Hermano qué quilombo que se armó en las redes sociales con el asunto del Halloween.
Que sí... que no... que caiga un chaparrón, arriba del colchón. Ah, re que nada que ver! Se disociaba.
Ya todos sabemos que en Argentina Halloween nunca fue lo nuestro.
Recuerdo allá por el año 2010, cuando mi Sugar Daddy estaba haciendo la prueba de sonido en un garito donde iba a presentar su último disco. Era la última noche de mi viaje por España. Estábamos en Zaragoza un 31 de octubre. Salí a dar una vuelta por las calles y para mi sorpresa toooooooodo el mundo estaba disfrazado. TODOS. Los bares llenos, las calles, era impresionante. Algo que no había visto jamás. Y les estoy diciendo que pasó hace quince años atrás.
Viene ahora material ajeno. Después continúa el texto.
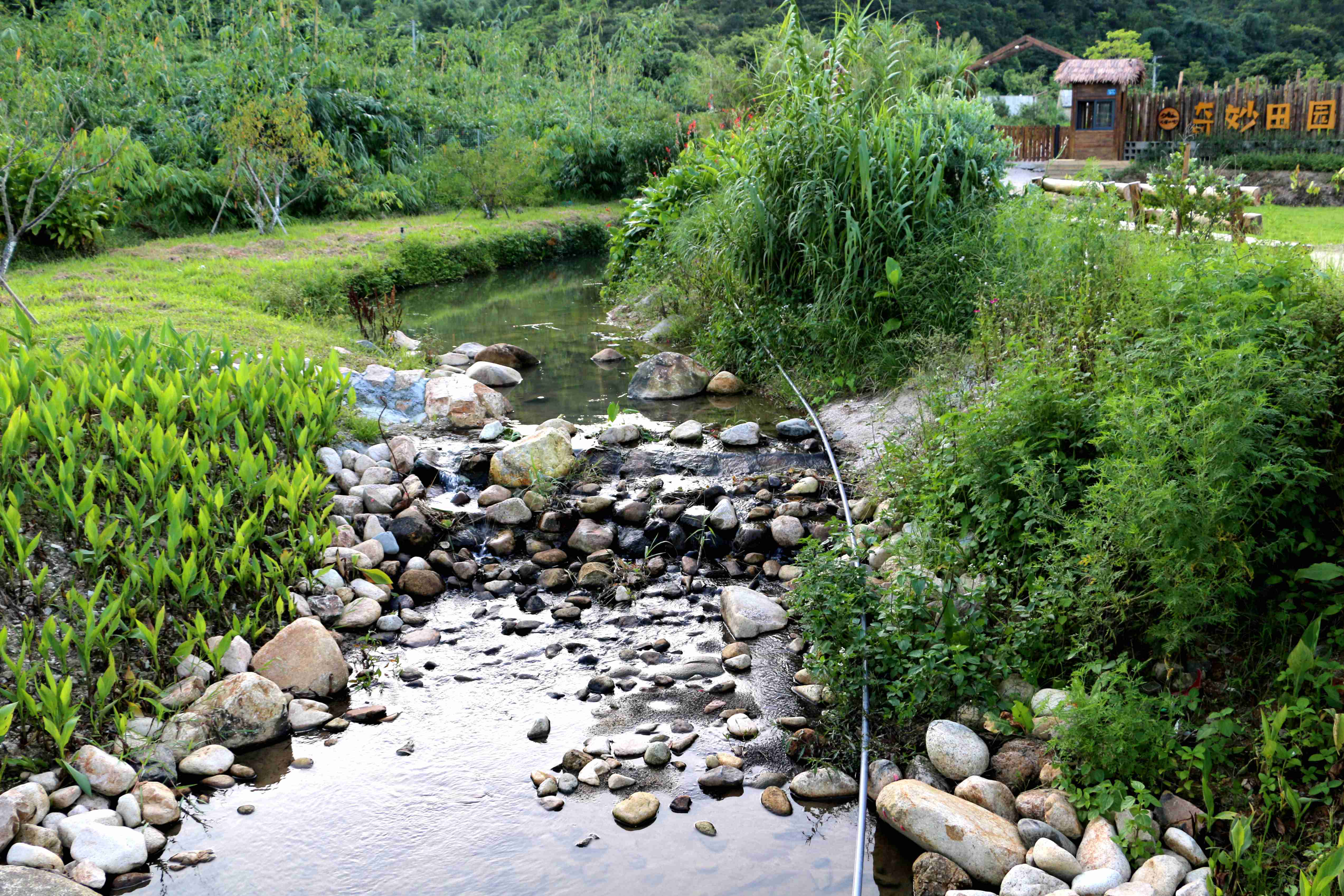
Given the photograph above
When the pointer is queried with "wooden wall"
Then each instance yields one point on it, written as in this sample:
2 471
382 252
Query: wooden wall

Me perdí el concierto. Decidí no volver a tiempo y quedarme bebiendo unas cañas con unos tipos hermosos. Y vibrar en esa energía festiva de yankilandia pero en europa.
Acá somos más de disfrazarnos solo cuando hay casamiento, fin de año en la oficina o un mundial. Pero claro, después tenés hijos… y las convicciones patrias empiezan a tambalear.
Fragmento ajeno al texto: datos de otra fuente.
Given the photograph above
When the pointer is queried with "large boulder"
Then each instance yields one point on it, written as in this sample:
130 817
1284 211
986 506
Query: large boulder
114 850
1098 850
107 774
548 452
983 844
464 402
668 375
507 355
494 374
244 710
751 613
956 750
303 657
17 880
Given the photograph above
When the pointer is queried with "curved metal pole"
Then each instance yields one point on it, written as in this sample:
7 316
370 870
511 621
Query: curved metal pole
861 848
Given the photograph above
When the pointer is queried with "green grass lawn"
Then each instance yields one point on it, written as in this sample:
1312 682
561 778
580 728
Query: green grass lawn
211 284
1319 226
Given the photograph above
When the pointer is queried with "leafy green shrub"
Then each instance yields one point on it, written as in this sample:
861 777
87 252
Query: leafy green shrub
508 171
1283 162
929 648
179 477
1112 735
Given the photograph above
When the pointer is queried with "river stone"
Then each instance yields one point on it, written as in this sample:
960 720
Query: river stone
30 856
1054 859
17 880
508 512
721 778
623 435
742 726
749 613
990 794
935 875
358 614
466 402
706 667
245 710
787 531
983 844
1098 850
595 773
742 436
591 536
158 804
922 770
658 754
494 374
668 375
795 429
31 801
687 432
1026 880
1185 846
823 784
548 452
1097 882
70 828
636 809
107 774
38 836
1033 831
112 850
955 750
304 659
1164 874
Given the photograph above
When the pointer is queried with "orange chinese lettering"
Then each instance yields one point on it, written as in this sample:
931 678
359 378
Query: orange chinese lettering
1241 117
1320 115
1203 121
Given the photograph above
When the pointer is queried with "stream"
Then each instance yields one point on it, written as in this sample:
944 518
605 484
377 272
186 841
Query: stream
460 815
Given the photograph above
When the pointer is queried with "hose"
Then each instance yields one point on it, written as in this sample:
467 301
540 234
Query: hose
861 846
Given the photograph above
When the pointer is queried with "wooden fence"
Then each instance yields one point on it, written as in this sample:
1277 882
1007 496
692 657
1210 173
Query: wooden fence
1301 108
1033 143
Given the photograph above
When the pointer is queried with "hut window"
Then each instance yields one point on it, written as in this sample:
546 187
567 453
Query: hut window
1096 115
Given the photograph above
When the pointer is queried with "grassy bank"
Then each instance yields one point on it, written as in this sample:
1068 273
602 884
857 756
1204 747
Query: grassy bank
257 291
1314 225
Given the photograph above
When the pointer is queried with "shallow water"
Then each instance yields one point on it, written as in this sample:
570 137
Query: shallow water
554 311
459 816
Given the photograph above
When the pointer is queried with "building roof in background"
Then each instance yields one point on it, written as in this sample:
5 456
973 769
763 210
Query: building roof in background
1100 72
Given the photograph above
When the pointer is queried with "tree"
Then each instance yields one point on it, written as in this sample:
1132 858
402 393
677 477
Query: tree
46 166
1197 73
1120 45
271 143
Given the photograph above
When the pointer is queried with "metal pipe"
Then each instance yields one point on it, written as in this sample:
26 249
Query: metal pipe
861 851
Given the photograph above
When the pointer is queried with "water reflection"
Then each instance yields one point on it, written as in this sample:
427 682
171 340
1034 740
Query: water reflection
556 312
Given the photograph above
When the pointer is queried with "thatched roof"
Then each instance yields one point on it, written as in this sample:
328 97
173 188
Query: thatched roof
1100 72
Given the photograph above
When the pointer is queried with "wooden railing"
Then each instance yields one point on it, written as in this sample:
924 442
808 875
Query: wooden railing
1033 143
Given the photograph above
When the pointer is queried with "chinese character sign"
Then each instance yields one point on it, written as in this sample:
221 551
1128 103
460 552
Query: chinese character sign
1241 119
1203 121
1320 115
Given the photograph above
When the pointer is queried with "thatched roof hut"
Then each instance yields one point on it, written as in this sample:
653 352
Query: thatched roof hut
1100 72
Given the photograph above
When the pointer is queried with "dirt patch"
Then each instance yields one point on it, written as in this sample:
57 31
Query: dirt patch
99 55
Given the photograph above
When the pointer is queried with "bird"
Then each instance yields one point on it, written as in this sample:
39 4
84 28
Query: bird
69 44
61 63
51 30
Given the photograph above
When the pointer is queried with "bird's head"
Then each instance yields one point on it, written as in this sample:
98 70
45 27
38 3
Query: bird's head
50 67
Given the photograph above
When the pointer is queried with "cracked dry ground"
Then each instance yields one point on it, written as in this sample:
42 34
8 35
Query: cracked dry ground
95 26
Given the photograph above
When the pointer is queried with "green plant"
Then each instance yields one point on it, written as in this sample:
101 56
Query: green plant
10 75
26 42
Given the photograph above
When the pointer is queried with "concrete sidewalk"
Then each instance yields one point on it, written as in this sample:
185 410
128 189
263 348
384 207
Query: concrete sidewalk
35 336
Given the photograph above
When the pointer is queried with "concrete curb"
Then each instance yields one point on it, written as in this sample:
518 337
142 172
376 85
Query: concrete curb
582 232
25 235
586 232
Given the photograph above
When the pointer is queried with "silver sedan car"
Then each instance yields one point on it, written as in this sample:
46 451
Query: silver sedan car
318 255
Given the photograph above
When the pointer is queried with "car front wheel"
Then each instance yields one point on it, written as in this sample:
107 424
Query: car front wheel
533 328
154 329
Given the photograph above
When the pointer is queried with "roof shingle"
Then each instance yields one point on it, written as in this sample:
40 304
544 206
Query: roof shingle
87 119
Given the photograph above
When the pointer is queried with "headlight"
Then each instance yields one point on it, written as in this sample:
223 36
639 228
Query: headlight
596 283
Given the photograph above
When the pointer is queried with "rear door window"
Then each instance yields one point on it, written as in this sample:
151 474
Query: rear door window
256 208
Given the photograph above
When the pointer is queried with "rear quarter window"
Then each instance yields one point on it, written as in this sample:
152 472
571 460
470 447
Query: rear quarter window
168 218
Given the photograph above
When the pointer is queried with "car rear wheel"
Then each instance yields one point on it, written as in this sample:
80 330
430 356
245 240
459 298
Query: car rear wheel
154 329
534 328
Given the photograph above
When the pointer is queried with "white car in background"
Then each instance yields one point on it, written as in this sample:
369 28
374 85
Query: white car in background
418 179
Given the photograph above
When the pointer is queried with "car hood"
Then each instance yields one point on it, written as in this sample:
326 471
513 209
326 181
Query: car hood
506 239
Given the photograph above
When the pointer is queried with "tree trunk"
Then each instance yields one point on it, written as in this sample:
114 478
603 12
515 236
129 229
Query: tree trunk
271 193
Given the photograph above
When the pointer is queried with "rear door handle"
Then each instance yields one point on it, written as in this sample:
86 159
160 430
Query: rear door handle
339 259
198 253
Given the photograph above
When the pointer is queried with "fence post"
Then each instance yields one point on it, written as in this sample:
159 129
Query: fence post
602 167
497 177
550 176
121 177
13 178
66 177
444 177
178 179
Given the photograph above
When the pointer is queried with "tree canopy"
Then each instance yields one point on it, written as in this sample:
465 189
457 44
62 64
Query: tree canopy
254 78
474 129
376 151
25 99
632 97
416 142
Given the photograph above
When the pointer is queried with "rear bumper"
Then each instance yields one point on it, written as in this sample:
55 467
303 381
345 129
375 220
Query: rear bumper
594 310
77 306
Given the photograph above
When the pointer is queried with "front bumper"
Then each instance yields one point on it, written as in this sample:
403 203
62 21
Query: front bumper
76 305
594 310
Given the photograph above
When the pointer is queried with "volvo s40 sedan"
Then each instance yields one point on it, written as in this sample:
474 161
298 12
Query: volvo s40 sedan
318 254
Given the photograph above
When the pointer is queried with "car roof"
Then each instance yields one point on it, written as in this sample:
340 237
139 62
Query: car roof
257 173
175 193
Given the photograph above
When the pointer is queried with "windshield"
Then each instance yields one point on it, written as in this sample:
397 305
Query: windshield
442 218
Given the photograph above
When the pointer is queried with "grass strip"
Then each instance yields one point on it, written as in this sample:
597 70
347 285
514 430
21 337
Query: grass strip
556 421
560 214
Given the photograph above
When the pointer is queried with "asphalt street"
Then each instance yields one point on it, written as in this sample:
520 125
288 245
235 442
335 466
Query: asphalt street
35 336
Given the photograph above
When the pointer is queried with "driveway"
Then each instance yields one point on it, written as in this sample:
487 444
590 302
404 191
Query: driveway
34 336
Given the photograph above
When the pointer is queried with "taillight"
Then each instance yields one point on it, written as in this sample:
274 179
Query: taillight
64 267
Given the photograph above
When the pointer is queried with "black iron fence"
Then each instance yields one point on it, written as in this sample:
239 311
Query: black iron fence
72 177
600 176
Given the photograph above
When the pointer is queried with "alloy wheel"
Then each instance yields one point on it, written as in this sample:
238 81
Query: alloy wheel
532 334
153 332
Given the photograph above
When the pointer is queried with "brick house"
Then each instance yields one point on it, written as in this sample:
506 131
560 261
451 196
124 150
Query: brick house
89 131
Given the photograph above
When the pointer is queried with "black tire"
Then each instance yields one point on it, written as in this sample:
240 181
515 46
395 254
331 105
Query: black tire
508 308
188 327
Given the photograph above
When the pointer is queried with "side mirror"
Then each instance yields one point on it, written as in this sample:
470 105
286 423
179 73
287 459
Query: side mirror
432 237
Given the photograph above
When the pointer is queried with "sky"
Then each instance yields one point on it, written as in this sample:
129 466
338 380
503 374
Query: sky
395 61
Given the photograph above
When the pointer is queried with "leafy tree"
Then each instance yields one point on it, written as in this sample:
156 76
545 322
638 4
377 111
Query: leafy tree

De pronto te encontrás comprando una capa de vampiro en Once, pintando calaveras con témpera y diciendo frases como “solo por esta vez”.
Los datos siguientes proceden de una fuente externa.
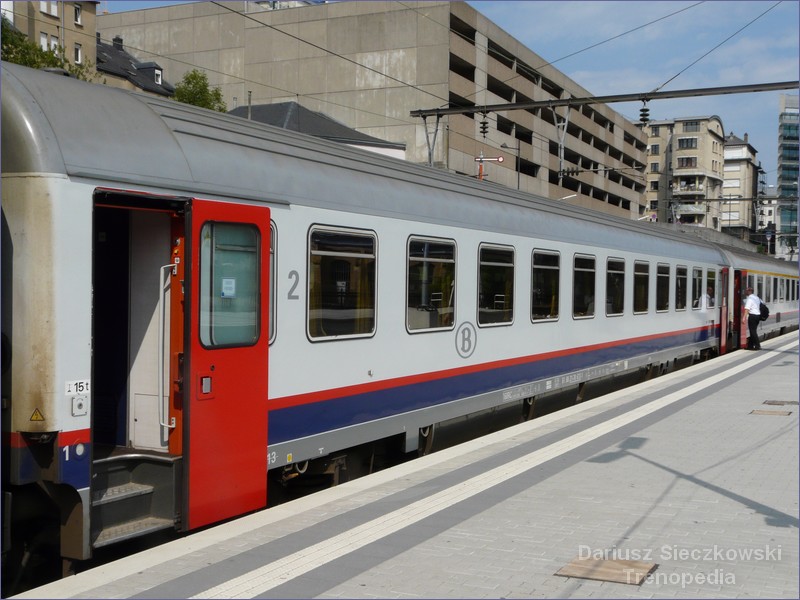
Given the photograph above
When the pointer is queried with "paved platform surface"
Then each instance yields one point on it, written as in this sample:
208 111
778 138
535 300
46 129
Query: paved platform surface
691 471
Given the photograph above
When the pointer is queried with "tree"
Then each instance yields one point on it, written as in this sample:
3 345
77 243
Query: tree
18 49
194 89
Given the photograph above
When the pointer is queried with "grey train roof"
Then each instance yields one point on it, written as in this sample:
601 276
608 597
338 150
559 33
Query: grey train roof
96 132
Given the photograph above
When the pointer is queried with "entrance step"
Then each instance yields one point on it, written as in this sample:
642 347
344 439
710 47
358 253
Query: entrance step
131 530
134 494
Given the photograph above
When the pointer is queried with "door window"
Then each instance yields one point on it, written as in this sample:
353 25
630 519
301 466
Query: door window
229 284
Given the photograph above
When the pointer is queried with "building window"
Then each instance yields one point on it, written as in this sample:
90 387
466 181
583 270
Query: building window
496 285
431 284
49 8
544 285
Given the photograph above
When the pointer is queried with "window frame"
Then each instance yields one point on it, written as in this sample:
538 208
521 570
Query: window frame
454 292
662 279
637 275
697 294
609 271
344 231
550 317
206 332
500 248
575 270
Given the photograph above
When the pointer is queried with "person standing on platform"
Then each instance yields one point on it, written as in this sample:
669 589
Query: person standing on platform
752 316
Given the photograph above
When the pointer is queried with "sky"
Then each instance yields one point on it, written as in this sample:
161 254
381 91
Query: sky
635 46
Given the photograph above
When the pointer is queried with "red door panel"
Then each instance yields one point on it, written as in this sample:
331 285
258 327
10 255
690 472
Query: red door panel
225 433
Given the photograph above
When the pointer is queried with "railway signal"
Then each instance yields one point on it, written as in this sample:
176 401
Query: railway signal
481 159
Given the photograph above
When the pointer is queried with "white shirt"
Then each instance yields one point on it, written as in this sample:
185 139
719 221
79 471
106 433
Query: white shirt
753 304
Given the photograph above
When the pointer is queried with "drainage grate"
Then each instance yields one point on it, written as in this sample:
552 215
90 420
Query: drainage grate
631 572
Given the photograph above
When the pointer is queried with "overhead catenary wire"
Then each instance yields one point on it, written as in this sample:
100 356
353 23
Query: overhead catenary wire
734 34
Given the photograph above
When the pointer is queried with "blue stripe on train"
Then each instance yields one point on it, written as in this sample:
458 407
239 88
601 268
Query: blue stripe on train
317 417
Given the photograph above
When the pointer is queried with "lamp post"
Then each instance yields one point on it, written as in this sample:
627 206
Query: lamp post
507 147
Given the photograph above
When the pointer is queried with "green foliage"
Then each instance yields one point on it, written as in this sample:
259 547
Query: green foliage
194 89
18 49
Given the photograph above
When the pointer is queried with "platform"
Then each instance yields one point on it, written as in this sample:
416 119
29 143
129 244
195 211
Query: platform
685 486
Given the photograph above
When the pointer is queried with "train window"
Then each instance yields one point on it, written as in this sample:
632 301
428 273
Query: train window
544 285
229 284
495 285
681 275
641 287
272 276
697 286
341 283
711 293
583 286
431 284
662 287
615 286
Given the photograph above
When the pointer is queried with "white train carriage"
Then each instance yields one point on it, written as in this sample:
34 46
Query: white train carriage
191 299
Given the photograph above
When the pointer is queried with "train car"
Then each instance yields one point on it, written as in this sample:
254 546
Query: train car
192 300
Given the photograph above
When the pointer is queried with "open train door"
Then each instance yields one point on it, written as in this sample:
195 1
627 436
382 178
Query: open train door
225 370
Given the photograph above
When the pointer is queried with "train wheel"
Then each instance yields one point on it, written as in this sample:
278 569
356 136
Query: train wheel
426 440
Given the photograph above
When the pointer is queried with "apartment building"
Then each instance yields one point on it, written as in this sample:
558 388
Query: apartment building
788 176
740 189
370 64
67 27
685 166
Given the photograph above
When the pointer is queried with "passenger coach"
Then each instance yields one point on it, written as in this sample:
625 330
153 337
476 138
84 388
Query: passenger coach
191 300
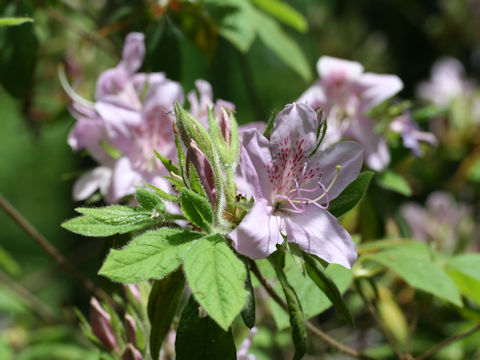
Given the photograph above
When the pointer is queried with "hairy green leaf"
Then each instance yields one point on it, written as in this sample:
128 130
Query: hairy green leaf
297 321
418 270
89 226
248 311
162 305
351 196
216 277
319 276
152 255
149 200
200 338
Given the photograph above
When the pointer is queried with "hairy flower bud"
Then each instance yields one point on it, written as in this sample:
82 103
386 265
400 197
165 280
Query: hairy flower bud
204 170
131 353
130 329
100 322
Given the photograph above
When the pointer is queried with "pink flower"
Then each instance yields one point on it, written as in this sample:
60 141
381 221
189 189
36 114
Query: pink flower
130 119
292 185
346 93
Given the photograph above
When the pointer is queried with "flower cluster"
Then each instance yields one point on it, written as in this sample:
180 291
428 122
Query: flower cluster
131 118
346 93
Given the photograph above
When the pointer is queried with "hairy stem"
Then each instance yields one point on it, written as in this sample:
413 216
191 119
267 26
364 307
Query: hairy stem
312 328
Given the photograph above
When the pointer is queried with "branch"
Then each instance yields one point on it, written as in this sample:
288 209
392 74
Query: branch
447 342
52 251
42 310
329 340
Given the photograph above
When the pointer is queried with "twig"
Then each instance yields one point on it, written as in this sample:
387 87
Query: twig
329 340
447 342
52 251
381 326
27 297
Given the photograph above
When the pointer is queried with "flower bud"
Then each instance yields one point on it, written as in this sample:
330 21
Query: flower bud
130 329
204 170
131 353
100 322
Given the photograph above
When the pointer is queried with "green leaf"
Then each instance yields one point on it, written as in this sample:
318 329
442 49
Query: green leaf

Esa frase que toda madre dice sabiendo perfectamente que ya no hay vuelta atrás.
Porque una vez que tu hijo descubre el poder de decir “dulce o truco”, se acabó la resistencia cultural.
Y ahí estás, colgando fantasmitas de papel, mientras pensás que, de chica, tu vieja no te dejaba ni mascar chicle.
Y te reís.
Porque entendés que tener hijos no solo te cambia la rutina… te reescribe el manual de coherencia.
De golpe te parece simpático un festejo importado, y te das cuenta de que lo importante no es de qué país viene la tradición, sino qué emoción deja.
Y si reírte con tu hijo disfrazado de zombie te arranca una sonrisa más que un spot de campaña, entonces bienvenido sea el capitalismo festivo.
Después de todo, somos un país donde se discute Halloween pero se defiende con fervor el cchoripán de cancha o recital. Donde la camiseta de la Selección une más que las urnas, y donde el grito de gol tiene más poder de convocatoria que cualquier discurso político.
Así que sí, este año voy a celebrar Halloween.
No por Estados Unidos, ni por la globalización.
Sino porque mi hijo se ríe, porque la vida necesita juego, y porque ya hay suficiente miedo y amargura en el mundo como para seguir negando una fiesta.